如同他们刚出清河城时那样。
时尘将果子洗好端了进来,看到容不渔依然是那副失魂落魄的模样,犹豫着走上前,小声道:“容叔?”
容不渔转过头看了看时尘,勉强露出一抹笑:“怎么了?”
时尘将果子放在窗棂上,小心翼翼道:“吃。”
容不渔很少吃这种东西,但是看到时尘脸上的担忧之色,还是试探着捏了一颗晶莹剔透的红果子咬了一口。
时尘道:“甜吗?”
容不渔点头:“嗯。”
时尘这才松了一口气,他伸出小手抱住了容不渔的小臂,仰着头眼巴巴看着他,小声道:“容叔,我会一直陪在你身边的。”
容不渔愣了愣,看到时尘眼中的认真,半晌后他才轻轻抬手,将少年抱在了怀里。
许久后,他哑声道:“好。”
他们再次回到了清河城。
末行之日停止后,那护城界也没什么用处了,无数人从清河城走出,前往不同的城池,毕竟在这边陲小镇中,若是没了活尸的威胁,想离开这里的人多了去。
不过几个月,整个城池的人走了大半,剩下的大多都是与世无争的人,倒也清净。
容不渔将容陵留给他的灵器拿了出来,化为一座院落坐落在无尽海渊的边缘。
没了活尸,时尘成天跟着城里的人往外面跑,美名其曰练箭术,实际上就是背着弓去打猎。
容不渔又恢复到了之前睡觉喝酒的懒惰日子,整天醉生梦死,有时候清醒了就坐在合欢树下编梦。
他有时候一编编一堆,让时尘拿着去长街那卖。
末行之日结束后,众人没了以前提心吊胆的恐惧,有时候也会有人花玉石去买梦来玩。
一日,时尘抱头从外面跑进来,嘴里嚷嚷着:“容叔!容叔啊!你编的是什么鬼梦啊?!我要被人打死了!”

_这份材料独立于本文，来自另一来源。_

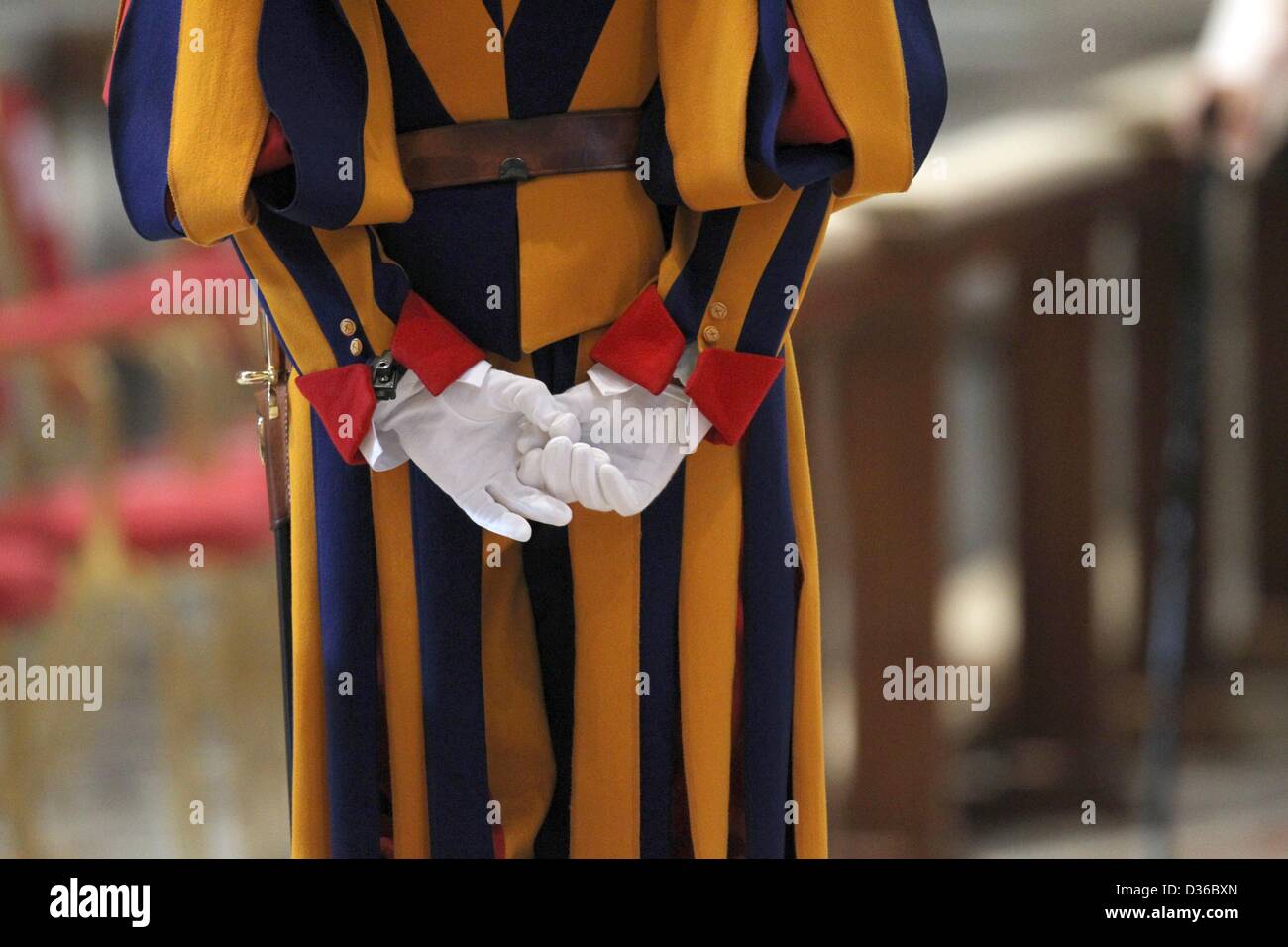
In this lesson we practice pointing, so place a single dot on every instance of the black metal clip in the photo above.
(385, 375)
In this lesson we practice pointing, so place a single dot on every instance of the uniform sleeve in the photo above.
(191, 91)
(769, 116)
(270, 121)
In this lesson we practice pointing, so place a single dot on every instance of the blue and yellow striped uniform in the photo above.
(497, 673)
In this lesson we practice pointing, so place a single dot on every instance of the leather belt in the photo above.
(519, 149)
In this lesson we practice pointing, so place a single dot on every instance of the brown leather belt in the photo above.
(519, 149)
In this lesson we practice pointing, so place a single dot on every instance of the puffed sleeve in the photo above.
(768, 118)
(191, 90)
(270, 123)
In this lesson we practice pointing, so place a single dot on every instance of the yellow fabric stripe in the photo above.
(291, 312)
(218, 120)
(809, 784)
(704, 54)
(454, 52)
(575, 224)
(623, 65)
(708, 616)
(520, 761)
(351, 258)
(605, 780)
(755, 236)
(859, 58)
(399, 638)
(310, 813)
(385, 197)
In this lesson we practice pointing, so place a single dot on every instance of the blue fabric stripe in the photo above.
(263, 304)
(691, 292)
(653, 145)
(769, 626)
(314, 78)
(797, 165)
(416, 105)
(546, 51)
(138, 112)
(387, 279)
(923, 65)
(303, 256)
(347, 598)
(768, 313)
(449, 558)
(496, 12)
(548, 570)
(661, 536)
(458, 244)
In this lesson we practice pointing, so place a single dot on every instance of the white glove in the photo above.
(631, 444)
(464, 441)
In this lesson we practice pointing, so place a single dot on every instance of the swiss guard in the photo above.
(487, 231)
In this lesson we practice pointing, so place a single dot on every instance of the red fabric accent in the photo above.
(430, 346)
(338, 394)
(274, 151)
(728, 388)
(807, 115)
(643, 344)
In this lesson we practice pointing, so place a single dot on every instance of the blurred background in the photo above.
(123, 434)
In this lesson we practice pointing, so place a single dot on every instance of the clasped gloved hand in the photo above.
(465, 442)
(631, 444)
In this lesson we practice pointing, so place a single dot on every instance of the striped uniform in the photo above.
(500, 682)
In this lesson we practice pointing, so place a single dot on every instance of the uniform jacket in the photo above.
(273, 123)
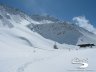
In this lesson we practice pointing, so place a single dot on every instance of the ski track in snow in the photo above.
(24, 66)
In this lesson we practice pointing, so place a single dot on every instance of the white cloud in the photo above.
(84, 23)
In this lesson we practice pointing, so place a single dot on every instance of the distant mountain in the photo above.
(48, 27)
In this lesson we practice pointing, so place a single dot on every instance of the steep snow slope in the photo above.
(26, 45)
(64, 32)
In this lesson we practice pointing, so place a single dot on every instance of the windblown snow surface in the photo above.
(24, 49)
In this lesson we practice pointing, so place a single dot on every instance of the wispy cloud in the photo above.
(84, 23)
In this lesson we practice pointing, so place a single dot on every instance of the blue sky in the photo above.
(62, 9)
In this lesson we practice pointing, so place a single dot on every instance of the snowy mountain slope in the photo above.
(26, 44)
(64, 33)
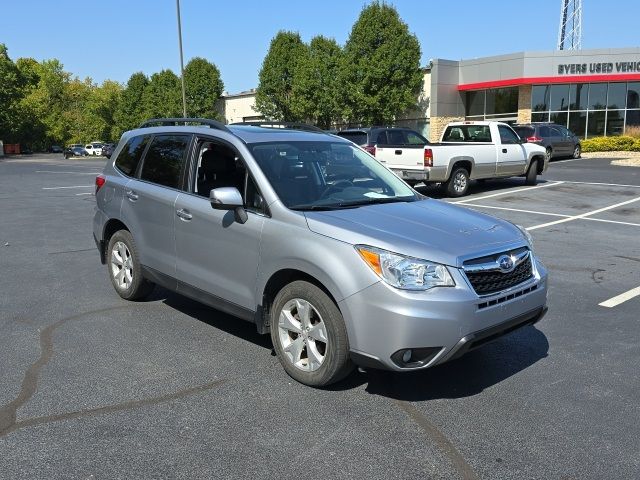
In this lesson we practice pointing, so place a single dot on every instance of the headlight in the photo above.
(527, 235)
(403, 272)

容不渔正坐在树下喝酒,他不知喝了多久,眼睛都迷离了。
听到时尘的声音,他迷迷瞪瞪地一笑,含糊道:“噩梦啊,特别多的噩梦……好玩吧?”
时尘气了个半死,将手中的遗梦珠全都丢在容不渔身旁,道:“噩梦谁敢买啊?不卖了不卖了!”
容不渔笑得停不下来,道:“他们来找你时,是不是被吓坏了?”
时尘仔细想了想,道:“好像是,脸都白了。”
容不渔道:“好玩吗?”
时尘顺着容不渔的思维想了想,忍了半天没忍住,噗嗤笑了出来:“好玩儿!”
容不渔道:“那继续卖。”
时尘一听,有些无奈道:“我要是被打怎么办?”
“你就说你是我家的,没有人敢打你。”
时尘一听这混账话,直接翻了个白眼,没再理醉醺醺的容不渔,他指了指今日打回来的野兔,道:“吃烤兔子吗?